Robson’s gift for transforming trash into art has created an impressive following. She’s has been commissioned to create artworks for a vast range of companies, such as the Four Seasons Hotel, Bank of America, and The Franklin Park Conservatory & Botanical Gardens, often using the companies’ own trash to make the works that will hang in their space. Her most recent large-scale installation, Plant Perception, at Noble Energy is 65 feet long and constructed from 6,000 reclaimed PET bottles.

“I was thinking about how plants grow in the direction that is most suitable to them—where the minerals and soil conditions are optimal,” says Robson. “I try to reference how delicate, magnificent, and diverse life on earth is in the work and conjure up situations that give people an opportunity to reflect on that and on our own vulnerability as a species. I try to create work that really honors nature.”

Plant Perception pours from the ceiling of a conference room, floating overhead and around. It is both otherworldly and delicate. At a quick glance, it gives the illusion of ever-stretching branches, but a closer look reveals that it is roots of a tree. It is a perfect placement to have these roots ribboning the corporate conference table, suggesting immediate environmental awareness as well as a raised hierarchy—a reminder that nature is a key consideration of the decision makers. In a sense, Robson take the excess waste plastic and returns it to nature.

Aurora Photo by Nash Baker copy

Robson has dedicated her life’s work to this cause. Along with founding Project Vortex, a website that features artists, designers, and architects around the world who are actively intercepting the waste stream as a part of their practices, Robson has also designed a college course called “Sculpture and Intercepting the Waste Stream.” The course would, as Robson explains, “restrict the flow of debris to our oceans and create generations of highly skilled creative people who are aware and dedicated to being better stewards of our planet.”

Robson articulates the importance of why plastic is an issue: “So many people think that all they have to do is put plastic in the recycling and the issues surrounding our waste management will work themselves out and that they are doing all they can, but this is a misconception. We need to reduce our plastic footprints in order to shut off the faucet of plastic waste that is entering our oceans. Roughly 80% of plastic ocean debris comes from our land, our rivers, our shores, and our sewer drains. Water is one of our most valuable shared resources. Plastic contains toxins, many of which are carcinogenic or associated with all sorts of health issues. Plastic enters our waterways and is consumed by

birds and fish. Thus, it is entering the food chain. The biodiversity on earth has been drastically reduced over the past two decades. We are essentially slowly poisoning ourselves with our careless handling of this material. People need to recognize the power they have as individual consumers and make choices that are kinder to themselves, each other, and the planet.”

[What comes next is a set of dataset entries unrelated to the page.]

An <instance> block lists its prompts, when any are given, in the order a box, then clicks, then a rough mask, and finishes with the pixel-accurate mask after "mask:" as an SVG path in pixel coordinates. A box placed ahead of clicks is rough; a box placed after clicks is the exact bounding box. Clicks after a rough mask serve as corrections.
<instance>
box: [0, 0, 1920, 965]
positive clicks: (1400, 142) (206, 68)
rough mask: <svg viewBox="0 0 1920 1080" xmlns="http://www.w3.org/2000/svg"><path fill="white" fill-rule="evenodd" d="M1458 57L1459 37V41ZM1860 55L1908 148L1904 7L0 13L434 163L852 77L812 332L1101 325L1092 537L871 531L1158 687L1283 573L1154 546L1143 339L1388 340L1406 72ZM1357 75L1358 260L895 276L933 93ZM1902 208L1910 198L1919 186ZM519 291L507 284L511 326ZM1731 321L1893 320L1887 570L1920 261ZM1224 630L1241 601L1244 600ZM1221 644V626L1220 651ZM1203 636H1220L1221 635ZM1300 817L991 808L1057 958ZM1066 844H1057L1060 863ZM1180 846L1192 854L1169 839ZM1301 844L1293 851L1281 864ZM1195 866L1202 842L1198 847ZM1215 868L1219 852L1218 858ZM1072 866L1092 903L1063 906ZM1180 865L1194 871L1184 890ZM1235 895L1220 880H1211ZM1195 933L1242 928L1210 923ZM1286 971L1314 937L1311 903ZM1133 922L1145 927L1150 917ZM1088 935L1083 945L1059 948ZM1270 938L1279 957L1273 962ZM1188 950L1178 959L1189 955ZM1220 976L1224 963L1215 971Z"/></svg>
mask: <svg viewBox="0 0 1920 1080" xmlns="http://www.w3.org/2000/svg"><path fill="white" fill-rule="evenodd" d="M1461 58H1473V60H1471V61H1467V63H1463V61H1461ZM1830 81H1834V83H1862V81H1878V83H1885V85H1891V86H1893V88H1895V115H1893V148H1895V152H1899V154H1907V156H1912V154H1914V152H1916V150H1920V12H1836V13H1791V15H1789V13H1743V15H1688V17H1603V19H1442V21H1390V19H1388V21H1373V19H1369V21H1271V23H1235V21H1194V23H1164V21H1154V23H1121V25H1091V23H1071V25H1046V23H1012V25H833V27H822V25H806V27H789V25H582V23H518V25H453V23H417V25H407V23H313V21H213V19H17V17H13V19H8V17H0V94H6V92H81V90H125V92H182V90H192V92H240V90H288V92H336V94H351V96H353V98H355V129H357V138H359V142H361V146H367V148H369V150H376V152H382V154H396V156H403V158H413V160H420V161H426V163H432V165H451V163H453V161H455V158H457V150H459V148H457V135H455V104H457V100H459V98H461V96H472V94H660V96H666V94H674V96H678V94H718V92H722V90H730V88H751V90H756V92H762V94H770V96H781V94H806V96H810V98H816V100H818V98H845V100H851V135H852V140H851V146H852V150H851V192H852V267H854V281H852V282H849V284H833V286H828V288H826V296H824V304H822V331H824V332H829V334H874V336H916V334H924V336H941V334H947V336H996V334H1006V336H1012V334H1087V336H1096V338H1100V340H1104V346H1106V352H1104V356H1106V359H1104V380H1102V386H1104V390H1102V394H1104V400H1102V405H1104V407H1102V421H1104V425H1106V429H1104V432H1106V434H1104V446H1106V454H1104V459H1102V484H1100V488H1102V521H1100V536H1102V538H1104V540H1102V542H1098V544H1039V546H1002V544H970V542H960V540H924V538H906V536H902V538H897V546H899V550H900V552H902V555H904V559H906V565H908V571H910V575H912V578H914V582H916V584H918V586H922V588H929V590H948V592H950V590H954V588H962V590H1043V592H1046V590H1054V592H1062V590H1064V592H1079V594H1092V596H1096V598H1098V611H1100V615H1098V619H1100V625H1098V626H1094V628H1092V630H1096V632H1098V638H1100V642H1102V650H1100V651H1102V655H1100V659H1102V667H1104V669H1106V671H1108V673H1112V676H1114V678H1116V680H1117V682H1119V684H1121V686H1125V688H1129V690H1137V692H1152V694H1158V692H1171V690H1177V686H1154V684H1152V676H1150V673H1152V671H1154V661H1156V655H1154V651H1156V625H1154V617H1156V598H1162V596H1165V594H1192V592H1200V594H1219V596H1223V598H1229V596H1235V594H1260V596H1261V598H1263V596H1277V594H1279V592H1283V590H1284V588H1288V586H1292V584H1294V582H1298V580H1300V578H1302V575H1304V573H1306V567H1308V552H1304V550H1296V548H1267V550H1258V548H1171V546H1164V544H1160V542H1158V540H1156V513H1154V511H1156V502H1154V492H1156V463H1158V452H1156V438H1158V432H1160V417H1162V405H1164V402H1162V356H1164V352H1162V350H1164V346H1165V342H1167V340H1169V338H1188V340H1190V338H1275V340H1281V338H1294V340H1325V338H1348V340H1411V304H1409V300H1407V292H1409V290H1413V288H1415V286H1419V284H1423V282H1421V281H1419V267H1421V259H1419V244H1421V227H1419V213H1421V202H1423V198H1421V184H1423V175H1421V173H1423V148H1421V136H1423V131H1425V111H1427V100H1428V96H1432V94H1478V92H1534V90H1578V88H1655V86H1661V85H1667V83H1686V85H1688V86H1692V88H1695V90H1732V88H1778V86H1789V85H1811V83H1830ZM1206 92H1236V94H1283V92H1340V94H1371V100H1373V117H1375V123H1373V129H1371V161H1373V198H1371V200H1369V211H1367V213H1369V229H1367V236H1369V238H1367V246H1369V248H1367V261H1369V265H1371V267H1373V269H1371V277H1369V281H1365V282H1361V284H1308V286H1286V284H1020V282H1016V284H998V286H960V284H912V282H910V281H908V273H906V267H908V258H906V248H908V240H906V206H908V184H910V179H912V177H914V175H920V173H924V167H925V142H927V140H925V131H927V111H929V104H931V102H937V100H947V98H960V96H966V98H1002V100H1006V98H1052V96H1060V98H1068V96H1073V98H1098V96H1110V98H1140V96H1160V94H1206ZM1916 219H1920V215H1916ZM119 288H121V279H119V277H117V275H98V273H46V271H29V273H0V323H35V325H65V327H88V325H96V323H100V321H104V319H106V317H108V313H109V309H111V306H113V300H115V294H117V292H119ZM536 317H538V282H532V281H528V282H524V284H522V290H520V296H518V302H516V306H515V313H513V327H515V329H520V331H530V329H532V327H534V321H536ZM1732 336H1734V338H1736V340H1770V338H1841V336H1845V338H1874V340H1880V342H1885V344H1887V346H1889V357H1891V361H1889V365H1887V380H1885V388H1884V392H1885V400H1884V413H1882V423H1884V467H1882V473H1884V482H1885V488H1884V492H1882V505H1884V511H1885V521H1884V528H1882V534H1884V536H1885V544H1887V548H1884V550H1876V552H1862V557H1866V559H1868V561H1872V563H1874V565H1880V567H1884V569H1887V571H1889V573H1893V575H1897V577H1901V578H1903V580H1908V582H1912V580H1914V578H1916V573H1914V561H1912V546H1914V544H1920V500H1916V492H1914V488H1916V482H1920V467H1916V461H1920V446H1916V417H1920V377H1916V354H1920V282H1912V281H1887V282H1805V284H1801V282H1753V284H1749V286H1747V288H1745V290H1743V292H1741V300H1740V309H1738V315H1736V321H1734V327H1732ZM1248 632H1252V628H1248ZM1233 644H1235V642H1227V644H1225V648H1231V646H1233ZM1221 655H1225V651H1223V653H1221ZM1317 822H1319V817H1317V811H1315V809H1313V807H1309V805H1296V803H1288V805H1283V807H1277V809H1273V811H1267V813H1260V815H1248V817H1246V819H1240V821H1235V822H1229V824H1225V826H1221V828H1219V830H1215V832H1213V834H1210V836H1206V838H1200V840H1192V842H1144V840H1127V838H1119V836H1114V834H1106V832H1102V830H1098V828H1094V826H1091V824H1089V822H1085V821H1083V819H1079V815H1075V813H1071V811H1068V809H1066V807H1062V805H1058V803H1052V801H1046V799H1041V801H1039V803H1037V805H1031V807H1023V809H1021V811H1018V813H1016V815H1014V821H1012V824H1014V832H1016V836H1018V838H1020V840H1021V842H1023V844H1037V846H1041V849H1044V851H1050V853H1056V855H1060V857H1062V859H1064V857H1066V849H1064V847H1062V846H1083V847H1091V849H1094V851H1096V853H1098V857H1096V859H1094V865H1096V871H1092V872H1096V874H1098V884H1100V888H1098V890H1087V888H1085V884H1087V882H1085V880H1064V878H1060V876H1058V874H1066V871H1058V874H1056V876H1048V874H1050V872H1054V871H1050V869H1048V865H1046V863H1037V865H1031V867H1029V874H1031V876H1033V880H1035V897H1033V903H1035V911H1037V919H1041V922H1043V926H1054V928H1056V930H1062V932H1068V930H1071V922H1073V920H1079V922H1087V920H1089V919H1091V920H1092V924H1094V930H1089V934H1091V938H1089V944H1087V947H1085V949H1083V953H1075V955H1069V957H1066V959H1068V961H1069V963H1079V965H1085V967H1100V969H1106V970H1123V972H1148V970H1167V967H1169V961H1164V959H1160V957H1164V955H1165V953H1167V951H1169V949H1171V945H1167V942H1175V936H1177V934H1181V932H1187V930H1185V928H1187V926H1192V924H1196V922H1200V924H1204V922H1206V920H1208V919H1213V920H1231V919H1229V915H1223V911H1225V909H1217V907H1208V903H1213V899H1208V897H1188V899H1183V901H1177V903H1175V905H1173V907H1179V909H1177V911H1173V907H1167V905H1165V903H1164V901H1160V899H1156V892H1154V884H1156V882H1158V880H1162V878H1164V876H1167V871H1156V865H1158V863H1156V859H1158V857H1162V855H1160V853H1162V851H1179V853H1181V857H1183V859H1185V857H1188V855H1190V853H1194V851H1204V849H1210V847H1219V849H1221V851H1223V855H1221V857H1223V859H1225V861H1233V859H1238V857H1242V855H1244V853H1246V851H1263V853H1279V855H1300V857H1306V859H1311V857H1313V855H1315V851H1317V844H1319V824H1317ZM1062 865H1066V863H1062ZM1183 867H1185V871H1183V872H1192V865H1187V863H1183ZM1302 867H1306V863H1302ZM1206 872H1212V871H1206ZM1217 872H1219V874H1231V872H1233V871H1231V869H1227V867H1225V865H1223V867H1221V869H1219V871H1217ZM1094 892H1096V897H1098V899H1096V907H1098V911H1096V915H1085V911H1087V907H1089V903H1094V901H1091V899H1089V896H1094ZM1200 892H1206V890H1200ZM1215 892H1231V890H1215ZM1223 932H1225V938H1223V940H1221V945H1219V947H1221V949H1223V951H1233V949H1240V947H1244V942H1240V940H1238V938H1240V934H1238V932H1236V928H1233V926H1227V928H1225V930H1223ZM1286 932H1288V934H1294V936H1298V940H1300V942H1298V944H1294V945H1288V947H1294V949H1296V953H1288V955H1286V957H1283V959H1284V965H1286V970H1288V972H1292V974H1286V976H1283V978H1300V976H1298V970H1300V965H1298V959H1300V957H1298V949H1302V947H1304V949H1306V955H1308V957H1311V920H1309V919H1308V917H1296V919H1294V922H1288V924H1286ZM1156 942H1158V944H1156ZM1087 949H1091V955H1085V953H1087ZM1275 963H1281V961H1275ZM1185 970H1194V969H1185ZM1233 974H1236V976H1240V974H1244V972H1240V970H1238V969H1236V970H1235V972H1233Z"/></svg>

The dialogue Robson’s work creates is not easy for some. It requires self-awareness and a conscious effort to change habits of convenience and excess. As Robson says, “Plastic has archival integrity built into it.” This means it is not leaving the earth anytime soon, and we can leave the plastic as trash, poisoning our water stream, or reshape it. Robson reminds us that the choice is ours. Working through the aesthetic transformation of trash into beautiful art, Robson reflects, “My work has made me a better person; I work from a place of gratitude. My work is pretty much trash plus a lot of love.”